Lord Oxenford pidió otro whisky. Era un hombre sediento, como decían los irlandeses. Su esposa estaba pálida y silenciosa. Tenía un libro sobre el regazo, pero no pasaba las páginas. Parecía deprimida.

El joven Percy se marchó a charlar con los tripulantes que estaban de descanso y Margaret se sentó al lado de Harry.

Este captó su perfume y lo identificó como «Tosca». Margaret se había quitado la chaqueta, y Harry observó que había heredado la figura de su madre: era muy alta, de hombros cuadrados, busto abundante y largas piernas. Su ropa, de buena calidad pero sencilla, no le hacía justicia. Harry la imaginó ataviada con un vestido de noche largo muy escotado, cabello rojo recogido y el largo cuello blanco enmarcado pendientes de esmeraldas talladas por Louis Cartier en período indio… Estaría deslumbrante. Resultaba obvio ella no se veía así. Ser una aristócrata acaudalada la molestaba; por eso vestía como la mujer de un vicario.

Era una chica formidable, y Harry estaba un poco intimidado, pero adivinaba su punto vulnerable, que le parecía encantador.
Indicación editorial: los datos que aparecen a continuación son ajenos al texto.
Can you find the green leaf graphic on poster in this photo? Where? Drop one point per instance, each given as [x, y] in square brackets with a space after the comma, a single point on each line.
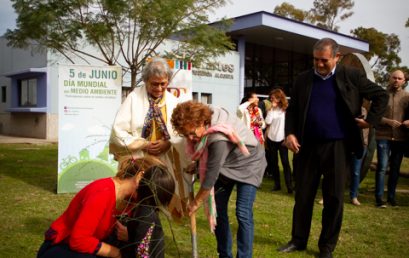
[80, 173]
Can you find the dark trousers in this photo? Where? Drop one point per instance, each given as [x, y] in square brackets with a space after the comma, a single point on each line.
[275, 148]
[331, 160]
Por más encantadora que sea, Harry, recuerda que es un peligro para ti y que necesitas cultivar su amistad. Le preguntó si ya había volado en alguna ocasión anterior

– Sólo a París, con mamá -respondió ella.
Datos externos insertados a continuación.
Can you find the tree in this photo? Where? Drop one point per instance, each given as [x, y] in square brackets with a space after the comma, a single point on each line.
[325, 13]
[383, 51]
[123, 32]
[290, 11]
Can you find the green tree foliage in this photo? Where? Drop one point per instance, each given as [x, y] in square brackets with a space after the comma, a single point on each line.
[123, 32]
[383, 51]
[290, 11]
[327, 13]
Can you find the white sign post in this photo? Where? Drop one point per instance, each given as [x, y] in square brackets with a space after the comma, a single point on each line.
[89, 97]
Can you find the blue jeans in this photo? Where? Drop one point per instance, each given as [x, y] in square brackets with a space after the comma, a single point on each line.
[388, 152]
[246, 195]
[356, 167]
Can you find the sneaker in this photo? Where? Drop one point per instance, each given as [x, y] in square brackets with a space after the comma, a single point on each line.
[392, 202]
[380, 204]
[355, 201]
Sólo a París, con mamá, meditó Harry, admirado. Su madre jamás iría a París o volaría en avión.

– ¿Cómo se siente uno al disfrutar de un privilegio tan grande? -preguntó Harry.
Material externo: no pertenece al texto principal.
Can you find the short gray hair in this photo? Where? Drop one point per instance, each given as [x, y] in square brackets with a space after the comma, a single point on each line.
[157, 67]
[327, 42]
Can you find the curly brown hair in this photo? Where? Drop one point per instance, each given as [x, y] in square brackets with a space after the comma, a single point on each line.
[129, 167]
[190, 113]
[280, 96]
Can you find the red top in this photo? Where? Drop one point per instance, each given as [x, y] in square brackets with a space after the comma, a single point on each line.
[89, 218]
– Odiaba aquellos viajes a París. Tenía que tomar el té con aburridos ingleses, cuando lo que me apetecía en realidadera ir a restaurantes llenos de humo donde tocaban orquestas de jazz.

– Mi madre solía llevarme a Margate. Yo chapoteaba en el mar, y comíamos helados y pescado con patatas fritas.

Recordó de repente que no debía hablar de estas cosas y una oleada de pánico le invadió. Debería farfullar vaguedades sobre un internado y una lejana casa de campo, como siempre que se veía forzado a hablar de su infancia con chicas de la alta sociedad, pero Margaret conocía su secreto: el zumbido de los motores impedía que nadie más escuchara sus palabras. En cualquier caso, cuando se sorprendió diciendo la verdad, se sintió como si, tras haberse lanzado desde el avión, estuviera aguardando a que el paracaídas se abriera.